In Hinduism men contemplate the divine mystery (no, they put their faith in numerous imaginary gods with no connection to the true God) and express it through an unspent fruitfulness of myths (what good is “fruitfulness” if all is based on nonsense or even devil worship?) and through searching philosophical inquiry (ditto — all based on nonsense.) They seek release from the anguish of our condition through ascetical practices (Christians don’t practice asceticism for this reason) or deep meditation (on nonsense or nothing) or a loving, trusting flight toward God. (Really How could the Council Fathers have approved such blather? Hinduism leads one to God?)

Enough. Thanks for your article. It forced me to refresh my memory on that disaster called Vatican II.

Laura writes:

Thank you for your insight.

With its toxic relativism and denial of objective truth, Vatican II has done incalculable damage to the pagan peoples of the world — and brought the Western world to the brink of civilizational collapse.

Henrique Nunes writes:

I’d like to add that the Portuguese general and admiral (for lack of a better, juster term) Afonso de Albuquerque, abolished this barbarous practice back when he governed Goa, in the early 16th century.

You can find more about this fascinating man in his Wikipedia entry.

Again, it’s always a pleasure reading your blog and your readers’ contributions.

 

Afonso de Albuquerque

Laura writes:

Thank you.

Pan Dora writes:

British military personnel dealt with this issue during their occupation of India.

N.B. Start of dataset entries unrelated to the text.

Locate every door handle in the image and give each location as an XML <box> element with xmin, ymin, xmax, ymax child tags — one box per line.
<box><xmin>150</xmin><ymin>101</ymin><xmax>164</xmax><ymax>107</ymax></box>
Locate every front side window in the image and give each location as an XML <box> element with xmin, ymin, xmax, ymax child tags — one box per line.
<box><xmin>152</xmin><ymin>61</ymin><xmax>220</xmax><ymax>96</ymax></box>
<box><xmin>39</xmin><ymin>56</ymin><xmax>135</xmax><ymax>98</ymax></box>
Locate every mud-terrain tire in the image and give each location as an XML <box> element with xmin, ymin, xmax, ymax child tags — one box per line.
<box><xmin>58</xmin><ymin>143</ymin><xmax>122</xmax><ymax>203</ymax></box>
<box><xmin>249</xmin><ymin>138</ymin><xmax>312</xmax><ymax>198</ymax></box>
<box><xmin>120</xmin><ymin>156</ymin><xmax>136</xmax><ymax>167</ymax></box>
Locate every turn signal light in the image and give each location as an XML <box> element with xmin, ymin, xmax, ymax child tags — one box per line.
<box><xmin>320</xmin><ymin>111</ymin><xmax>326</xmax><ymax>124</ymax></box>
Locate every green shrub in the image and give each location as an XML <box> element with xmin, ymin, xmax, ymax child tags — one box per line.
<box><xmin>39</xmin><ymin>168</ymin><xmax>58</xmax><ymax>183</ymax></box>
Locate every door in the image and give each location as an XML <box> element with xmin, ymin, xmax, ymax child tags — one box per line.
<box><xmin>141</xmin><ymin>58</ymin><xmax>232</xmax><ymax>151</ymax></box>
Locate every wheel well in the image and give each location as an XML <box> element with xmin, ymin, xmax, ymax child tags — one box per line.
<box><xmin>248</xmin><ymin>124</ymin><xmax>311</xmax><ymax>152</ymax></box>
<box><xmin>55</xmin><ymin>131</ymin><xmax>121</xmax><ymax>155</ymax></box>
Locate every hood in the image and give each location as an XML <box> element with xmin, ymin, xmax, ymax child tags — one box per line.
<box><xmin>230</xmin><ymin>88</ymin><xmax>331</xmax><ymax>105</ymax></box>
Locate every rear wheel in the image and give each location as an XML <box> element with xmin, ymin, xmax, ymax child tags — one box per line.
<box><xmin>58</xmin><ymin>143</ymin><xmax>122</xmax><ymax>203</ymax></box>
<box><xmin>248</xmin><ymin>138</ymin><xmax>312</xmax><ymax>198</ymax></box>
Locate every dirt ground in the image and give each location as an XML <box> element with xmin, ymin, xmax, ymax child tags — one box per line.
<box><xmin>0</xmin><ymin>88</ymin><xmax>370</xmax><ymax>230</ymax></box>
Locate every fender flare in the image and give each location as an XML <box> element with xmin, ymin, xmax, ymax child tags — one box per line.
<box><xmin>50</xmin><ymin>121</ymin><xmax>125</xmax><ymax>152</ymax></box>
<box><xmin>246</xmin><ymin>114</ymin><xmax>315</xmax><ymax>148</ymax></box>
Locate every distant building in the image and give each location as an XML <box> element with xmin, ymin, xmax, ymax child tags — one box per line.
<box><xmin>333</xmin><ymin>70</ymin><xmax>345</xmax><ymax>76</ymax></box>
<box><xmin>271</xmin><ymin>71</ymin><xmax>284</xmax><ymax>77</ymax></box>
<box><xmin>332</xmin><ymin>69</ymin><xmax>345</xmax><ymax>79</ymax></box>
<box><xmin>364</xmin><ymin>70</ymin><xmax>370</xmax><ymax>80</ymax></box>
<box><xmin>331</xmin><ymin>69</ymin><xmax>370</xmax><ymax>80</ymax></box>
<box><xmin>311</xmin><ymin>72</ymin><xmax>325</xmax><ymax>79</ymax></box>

Charles Napier, the British Army’s Commander-in-Chief in India, faced with local complaints about the abolition of Suttee, replied:

‘You say that it is your custom to burn widows. Very well. We also have a custom: when men burn a woman alive, we tie a rope around their necks and we hang them. Build your funeral pyre; beside it my carpenters will build a gallows. You may follow your custom. And we will follow ours’

Can’t help but wonder if we couldn’t use a bit of Napier’s methods today.